I’m also learning patience. I mean, incredible patience! The silly, tedious things that frustrated me before don’t have the hold on me that they did before. Last week our car overheated, requiring that Dan and I wait for the mechanic for over an hour on the side of the highway on a hot day, when I was eager to get home and start dinner for a recently widowed lady at our church that I had invited over for the evening. Normally, I would have been agitated and frustrated… But thinking of Shelley in the hospital working hard in her rehab instead of decorating for a wedding she was supposed to coordinate that weekend sobered me. Deeply. I could not believe the peace I had, sitting on the side of the road on a hot day, knowing that if I couldn’t manage a special dinner I’d wanted to make, I would make something simple that would still be a blessing to my dinner guest– and praying, “Lord, thank you that for today, I can make dinner…Please give both Dale and Shelley the grace to ‘make dinner’ again soon…”

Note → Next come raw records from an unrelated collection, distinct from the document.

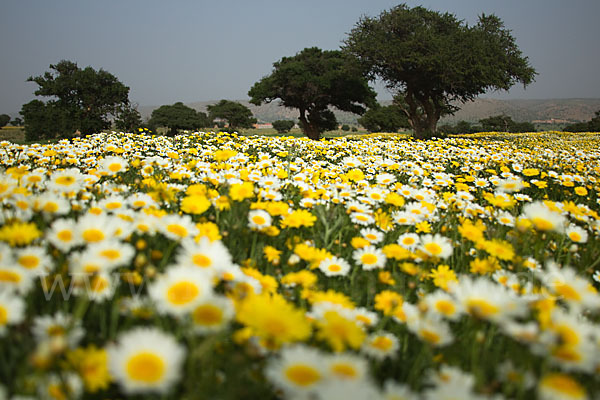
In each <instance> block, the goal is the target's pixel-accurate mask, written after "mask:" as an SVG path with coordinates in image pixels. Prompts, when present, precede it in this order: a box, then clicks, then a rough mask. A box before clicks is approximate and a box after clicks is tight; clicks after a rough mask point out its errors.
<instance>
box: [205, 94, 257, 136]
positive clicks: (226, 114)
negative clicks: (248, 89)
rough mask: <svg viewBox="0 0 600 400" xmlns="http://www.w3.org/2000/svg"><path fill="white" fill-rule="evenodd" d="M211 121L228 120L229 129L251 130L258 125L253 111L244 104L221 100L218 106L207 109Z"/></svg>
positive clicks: (226, 120)
mask: <svg viewBox="0 0 600 400" xmlns="http://www.w3.org/2000/svg"><path fill="white" fill-rule="evenodd" d="M206 109H207V110H208V113H209V116H210V119H211V120H214V119H215V118H220V119H223V120H226V121H227V123H228V125H229V128H230V129H231V130H235V129H238V128H251V127H252V126H253V125H254V124H255V123H256V118H254V116H253V115H252V111H250V109H249V108H248V107H246V106H245V105H243V104H240V103H238V102H235V101H230V100H221V101H219V102H218V103H217V104H212V105H209V106H207V107H206Z"/></svg>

For awhile, Dale was too weak to talk. At other times, talking was impossible because she would cough incessantly when she tried. And Shelley is paralyzed on the right side of her face, making talking slow, labored and exhausting. For both of them, words have become precious; talking is a gift that they would both be so grateful to possess right now. For me, talking is so easy that I end up far too often using precious words for all the wrong reasons… to complain, to pull others down, to criticize… I have never before in my life been so convicted over how intensely powerful words are! They can build up, or they can destroy. God has given us a tremendous gift in the ability to communicate, and it’s to be used to glorify Him, constantly. How we fail! How we need to be forgiven! How we need to be cleansed in the art of speaking!

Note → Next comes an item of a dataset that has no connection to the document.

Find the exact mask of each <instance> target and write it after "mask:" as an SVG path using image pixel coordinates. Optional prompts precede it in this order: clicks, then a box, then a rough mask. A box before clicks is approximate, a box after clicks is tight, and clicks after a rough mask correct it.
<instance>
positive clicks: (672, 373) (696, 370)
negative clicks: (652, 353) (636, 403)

And of course, one of the most convicting aspects of praying for both Dale and Shelley has been the spirit of thankfulness it has generated. I had actually thought that I was already a thankful person! For sure, I am truly grateful for the obvious: for God, for my grandchildren, my family, for friends, for freedom… but knowing that Shelley cannot get up out of bed and walk to the bathroom has shaken me up. It occurred to me that in all these 60+ years, there were so very few times I woke in the morning thanking God that I could walk … that I could not only feed myself, but feed others…that I could do my own housecleaning, or babysit my grandkids… and a million other blessings I have taken for granted (or complained about!) just like the nine lepers who did not even return to thank Jesus after He had given them life and health!

These are hard days for Dale and for Shelley. My faith stirs me to believe that they will both recover from their adversity, though it may take some time. Until then, I will keep on praying. And I hope I will never, ever forget how my life was changed because of these beautiful warrior friends who suffered, in part, so that many of us would see God and His Kingdom with better clarity. One day, they will both be looking back on this chapter…and when they do, I hope and trust that they will see that in their suffering, the lives of many, many of their friends were changed for the glory of God.